Non trovo oggettivamente sostenibile la versione della "pappa in testa" come atto dispregiativo, mi pare un ragionamento troppo contorto, fuori da qualsiasi immaginario e che non necessiterebbe del verbo mangiare. Piuttosto censendo le varie versioni questa tesi funzionerebbe solo con "pappa" invece il modo di dire è anche solo "mangiare in testa" oppure mangiare la pastasciutta, credo piuttosto che l'aggiunta sia dovuta a interpretazioni personali o locali che legano per abitudine al verbo mangiare dei complementi oggetti di immaginario comunissimo (come la pastasciutta) solo per rinforzare e rendere più realistica la similitudine del modo di dire, pastasciutta, pasta, pappa...

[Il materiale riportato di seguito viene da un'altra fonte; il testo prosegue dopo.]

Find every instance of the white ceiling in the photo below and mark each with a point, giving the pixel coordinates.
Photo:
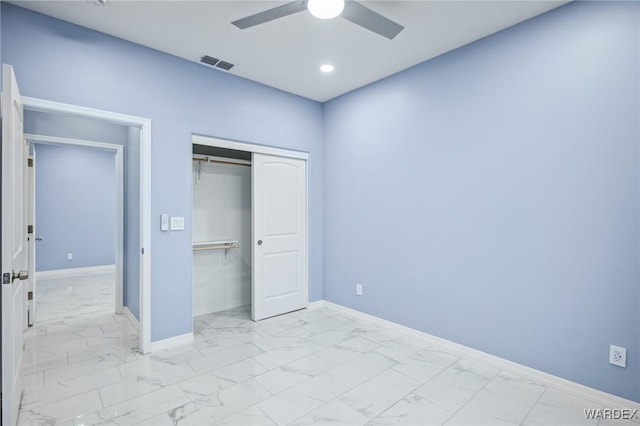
(286, 53)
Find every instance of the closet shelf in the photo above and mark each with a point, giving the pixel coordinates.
(215, 245)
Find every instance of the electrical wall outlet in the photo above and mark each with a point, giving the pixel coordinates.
(618, 356)
(359, 289)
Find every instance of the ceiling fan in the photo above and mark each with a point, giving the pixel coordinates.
(350, 10)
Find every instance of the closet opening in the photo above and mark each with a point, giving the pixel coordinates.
(221, 229)
(249, 231)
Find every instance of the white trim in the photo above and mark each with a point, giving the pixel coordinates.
(248, 147)
(132, 318)
(119, 211)
(172, 342)
(319, 304)
(75, 272)
(606, 399)
(34, 104)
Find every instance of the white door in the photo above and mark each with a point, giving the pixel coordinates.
(14, 245)
(279, 195)
(30, 284)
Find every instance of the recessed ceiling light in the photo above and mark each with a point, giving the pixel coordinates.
(325, 9)
(327, 68)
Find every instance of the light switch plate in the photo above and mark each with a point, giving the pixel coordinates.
(164, 222)
(177, 223)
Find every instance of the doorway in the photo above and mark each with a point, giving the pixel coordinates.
(79, 209)
(139, 129)
(249, 228)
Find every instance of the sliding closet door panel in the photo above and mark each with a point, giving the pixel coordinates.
(279, 235)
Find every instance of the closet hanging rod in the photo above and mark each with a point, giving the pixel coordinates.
(222, 160)
(215, 245)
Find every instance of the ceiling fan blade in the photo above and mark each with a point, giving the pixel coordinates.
(367, 18)
(271, 14)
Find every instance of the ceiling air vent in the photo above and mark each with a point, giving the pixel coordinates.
(224, 65)
(215, 62)
(206, 59)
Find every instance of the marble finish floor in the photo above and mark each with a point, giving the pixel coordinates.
(315, 366)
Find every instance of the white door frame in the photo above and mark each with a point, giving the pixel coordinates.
(119, 176)
(144, 124)
(269, 150)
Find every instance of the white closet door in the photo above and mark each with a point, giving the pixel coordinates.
(279, 194)
(14, 245)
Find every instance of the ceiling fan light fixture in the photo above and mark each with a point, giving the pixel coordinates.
(326, 68)
(325, 9)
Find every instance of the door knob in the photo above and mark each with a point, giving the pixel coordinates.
(22, 275)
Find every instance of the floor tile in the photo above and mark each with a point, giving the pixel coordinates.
(333, 413)
(557, 407)
(376, 395)
(313, 366)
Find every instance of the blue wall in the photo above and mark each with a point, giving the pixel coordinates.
(76, 205)
(62, 62)
(490, 196)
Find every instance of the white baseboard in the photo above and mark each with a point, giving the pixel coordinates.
(132, 318)
(606, 399)
(172, 342)
(75, 272)
(319, 304)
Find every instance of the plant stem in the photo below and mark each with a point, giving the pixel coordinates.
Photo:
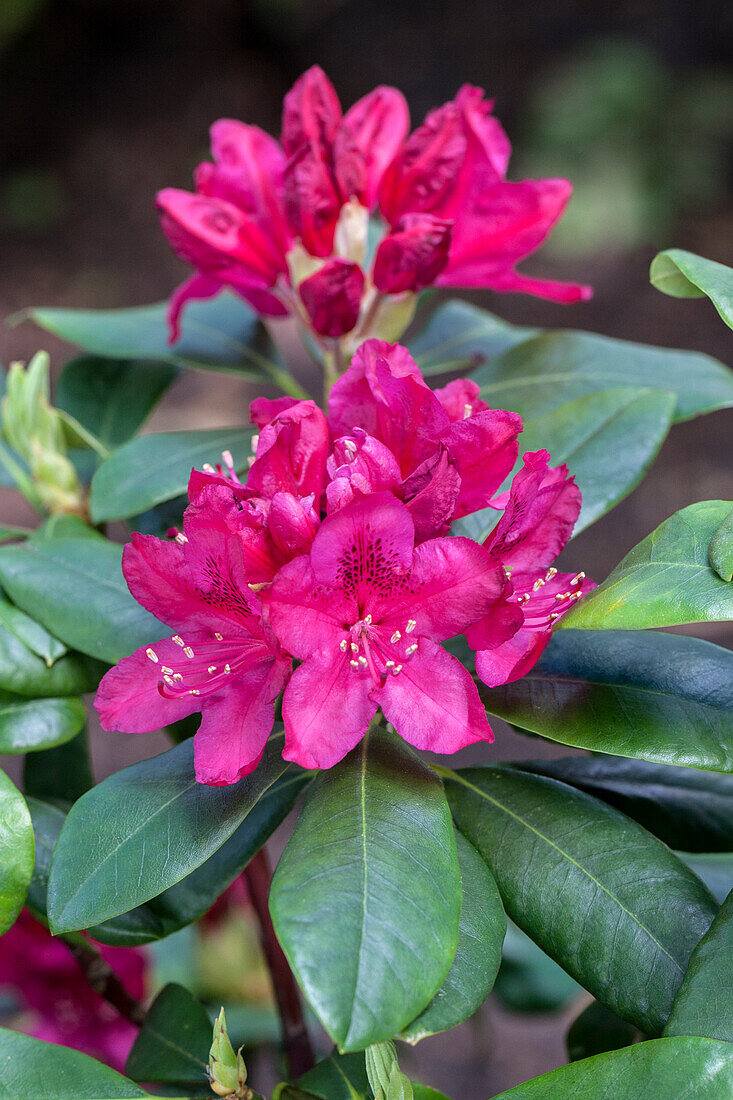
(105, 981)
(296, 1042)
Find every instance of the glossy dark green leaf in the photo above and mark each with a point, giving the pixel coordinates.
(528, 980)
(337, 1077)
(8, 531)
(720, 552)
(372, 868)
(657, 696)
(111, 398)
(479, 954)
(30, 1068)
(686, 807)
(61, 774)
(75, 587)
(460, 337)
(701, 1068)
(595, 1031)
(173, 1044)
(631, 424)
(142, 831)
(684, 275)
(151, 469)
(15, 854)
(664, 581)
(28, 725)
(606, 900)
(221, 333)
(555, 367)
(703, 1004)
(23, 672)
(33, 636)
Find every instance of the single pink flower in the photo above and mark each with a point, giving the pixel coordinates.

La particolare espressione "pappa" per me è più facilmente riconducibile all'utilizzo del modo di dire nelle fasi di crescita di bambini e ragazzini, di un figlio che in età di crescita giunge a una statura di riguardo per la sua età o comunque tale agli occhi di genitori e conoscenti può venir detto "guarda com'è crescito, mi mangia la pappa in testa!" per dire che il bambino, che è pur sempre bambino (infatti mangia la pappa, termine infantile non però strettamente legato a semolino od omogeneizzati) è però di statura notevole.


----------



## eximius

Dimenticavo, l'idea di mangiare in testa deve essere intesa come "consumare un pasto" e quindi normalmente con un piatto, l'idea abbastanza disgustosa di consumare una pappa o qualunque altro alimento direttamente sulla testa di qualcuno è un chiaro fraintendimento perchè non trova nessuna giustificazione nel senso del modo di dire, anche volendo rispolverare la versione dispregiativa infatti credo che il disgusto per chi prende parte alla consumazione della pappa direttamente sulla testa di qualcuno sia molto maggiore per chi mangia che per chi fa da piatto, infatti il secondo può risolvere la cosa con uno shampoo mentre il primo che si è ingurgitato capelli forfora ed eventuali pidocchi dovrebbe quantomeno farsi una lavanda gastrica!


----------



## eua

Qui una spiegazione: http://dizionari.corriere.it/dizionario-modi-di-dire/T/testa.shtml 
A Pisa e dintorni l'espressione è usata comunemente con il significato di 'superare di gran lunga, surclassare'.


----------



## VogaVenessian

A Venezia ti mangiano i risi in testa ...e nessun'altra pietanza! Quando succede (e in genere tu non te ne accorgi) fai immancabilmente la figura del minchione.


----------



## eximius

VogaVenessian said:


> A Venezia ti mangiano i risi in testa ...e nessun'altra pietanza! Quando succede (e in genere tu non te ne accorgi) fai immancabilmente la figura del minchione.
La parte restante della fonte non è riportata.